The new professor will also be joined by journalist and author Ta-Nehisi Coates in their mission of educating “the next generation of Black journalists.” The university announced their appointments are underwritten by nearly $20 million from a handful of donors.
Hannah-Jones’s decision to decline the North Carolina public university’s offer comes after the school’s board of trustees initially denied her tenure. Public outcry and backlash from Black students and faculty forced the university to review that decision. The board offered her a tenured role at the end of June.
The Pulitzer Prize-winning author, who created the New York Times “1619 Project,” told Gayle King it was a tough decision.

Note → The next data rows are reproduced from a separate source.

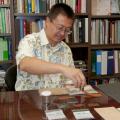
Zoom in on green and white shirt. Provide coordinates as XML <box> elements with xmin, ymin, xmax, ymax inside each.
<box><xmin>15</xmin><ymin>29</ymin><xmax>74</xmax><ymax>91</ymax></box>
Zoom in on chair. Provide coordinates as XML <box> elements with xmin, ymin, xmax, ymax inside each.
<box><xmin>5</xmin><ymin>65</ymin><xmax>17</xmax><ymax>91</ymax></box>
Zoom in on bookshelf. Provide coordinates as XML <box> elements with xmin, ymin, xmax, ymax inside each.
<box><xmin>0</xmin><ymin>0</ymin><xmax>15</xmax><ymax>66</ymax></box>
<box><xmin>12</xmin><ymin>0</ymin><xmax>120</xmax><ymax>84</ymax></box>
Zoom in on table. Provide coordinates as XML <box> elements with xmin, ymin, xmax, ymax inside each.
<box><xmin>0</xmin><ymin>88</ymin><xmax>120</xmax><ymax>120</ymax></box>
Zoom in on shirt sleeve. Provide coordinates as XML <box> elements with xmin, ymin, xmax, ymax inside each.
<box><xmin>16</xmin><ymin>35</ymin><xmax>35</xmax><ymax>65</ymax></box>
<box><xmin>64</xmin><ymin>46</ymin><xmax>75</xmax><ymax>67</ymax></box>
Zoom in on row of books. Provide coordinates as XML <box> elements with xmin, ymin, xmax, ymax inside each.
<box><xmin>0</xmin><ymin>0</ymin><xmax>10</xmax><ymax>5</ymax></box>
<box><xmin>16</xmin><ymin>17</ymin><xmax>45</xmax><ymax>39</ymax></box>
<box><xmin>14</xmin><ymin>0</ymin><xmax>86</xmax><ymax>14</ymax></box>
<box><xmin>91</xmin><ymin>0</ymin><xmax>120</xmax><ymax>15</ymax></box>
<box><xmin>92</xmin><ymin>50</ymin><xmax>120</xmax><ymax>75</ymax></box>
<box><xmin>91</xmin><ymin>19</ymin><xmax>120</xmax><ymax>44</ymax></box>
<box><xmin>89</xmin><ymin>77</ymin><xmax>120</xmax><ymax>86</ymax></box>
<box><xmin>0</xmin><ymin>8</ymin><xmax>11</xmax><ymax>33</ymax></box>
<box><xmin>0</xmin><ymin>37</ymin><xmax>12</xmax><ymax>61</ymax></box>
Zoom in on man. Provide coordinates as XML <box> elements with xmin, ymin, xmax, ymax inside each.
<box><xmin>15</xmin><ymin>3</ymin><xmax>86</xmax><ymax>91</ymax></box>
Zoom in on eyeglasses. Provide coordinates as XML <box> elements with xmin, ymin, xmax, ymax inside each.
<box><xmin>52</xmin><ymin>21</ymin><xmax>72</xmax><ymax>35</ymax></box>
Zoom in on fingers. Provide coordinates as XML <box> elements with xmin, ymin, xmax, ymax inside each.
<box><xmin>74</xmin><ymin>71</ymin><xmax>86</xmax><ymax>87</ymax></box>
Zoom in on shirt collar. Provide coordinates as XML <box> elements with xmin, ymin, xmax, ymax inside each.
<box><xmin>40</xmin><ymin>29</ymin><xmax>49</xmax><ymax>46</ymax></box>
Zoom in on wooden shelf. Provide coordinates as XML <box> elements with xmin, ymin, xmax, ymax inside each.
<box><xmin>91</xmin><ymin>15</ymin><xmax>120</xmax><ymax>19</ymax></box>
<box><xmin>91</xmin><ymin>44</ymin><xmax>120</xmax><ymax>50</ymax></box>
<box><xmin>90</xmin><ymin>73</ymin><xmax>120</xmax><ymax>80</ymax></box>
<box><xmin>68</xmin><ymin>43</ymin><xmax>89</xmax><ymax>48</ymax></box>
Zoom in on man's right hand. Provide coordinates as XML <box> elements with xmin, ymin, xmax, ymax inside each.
<box><xmin>62</xmin><ymin>65</ymin><xmax>86</xmax><ymax>87</ymax></box>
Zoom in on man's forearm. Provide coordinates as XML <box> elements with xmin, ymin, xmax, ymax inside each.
<box><xmin>19</xmin><ymin>57</ymin><xmax>62</xmax><ymax>74</ymax></box>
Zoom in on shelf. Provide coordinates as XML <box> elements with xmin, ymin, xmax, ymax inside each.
<box><xmin>91</xmin><ymin>14</ymin><xmax>120</xmax><ymax>19</ymax></box>
<box><xmin>14</xmin><ymin>13</ymin><xmax>47</xmax><ymax>17</ymax></box>
<box><xmin>0</xmin><ymin>4</ymin><xmax>10</xmax><ymax>8</ymax></box>
<box><xmin>91</xmin><ymin>44</ymin><xmax>120</xmax><ymax>50</ymax></box>
<box><xmin>0</xmin><ymin>33</ymin><xmax>12</xmax><ymax>37</ymax></box>
<box><xmin>90</xmin><ymin>73</ymin><xmax>120</xmax><ymax>79</ymax></box>
<box><xmin>68</xmin><ymin>43</ymin><xmax>89</xmax><ymax>48</ymax></box>
<box><xmin>75</xmin><ymin>13</ymin><xmax>88</xmax><ymax>17</ymax></box>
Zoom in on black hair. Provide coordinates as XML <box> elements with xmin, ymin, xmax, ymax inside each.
<box><xmin>47</xmin><ymin>3</ymin><xmax>74</xmax><ymax>21</ymax></box>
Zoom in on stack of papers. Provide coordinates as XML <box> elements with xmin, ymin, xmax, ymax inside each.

“It's pretty clear my tenure was not taken up because of political opposition because of discriminatory views against my viewpoint and I believe my race and my gender,“ Hannah-Jones said on CBS.
Hannah-Jones said despite being a UNC alumna, no one in a leadership position at the university has taken time to explain the board’s decisions.
"The university's leadership continues to be dishonest about what happened and patently refuses to acknowledge the truth, to offer any explanation, to own what they did and what they tried to do,” she wrote in the statement. “Once again, when leadership had the opportunity to stand up, it did not.”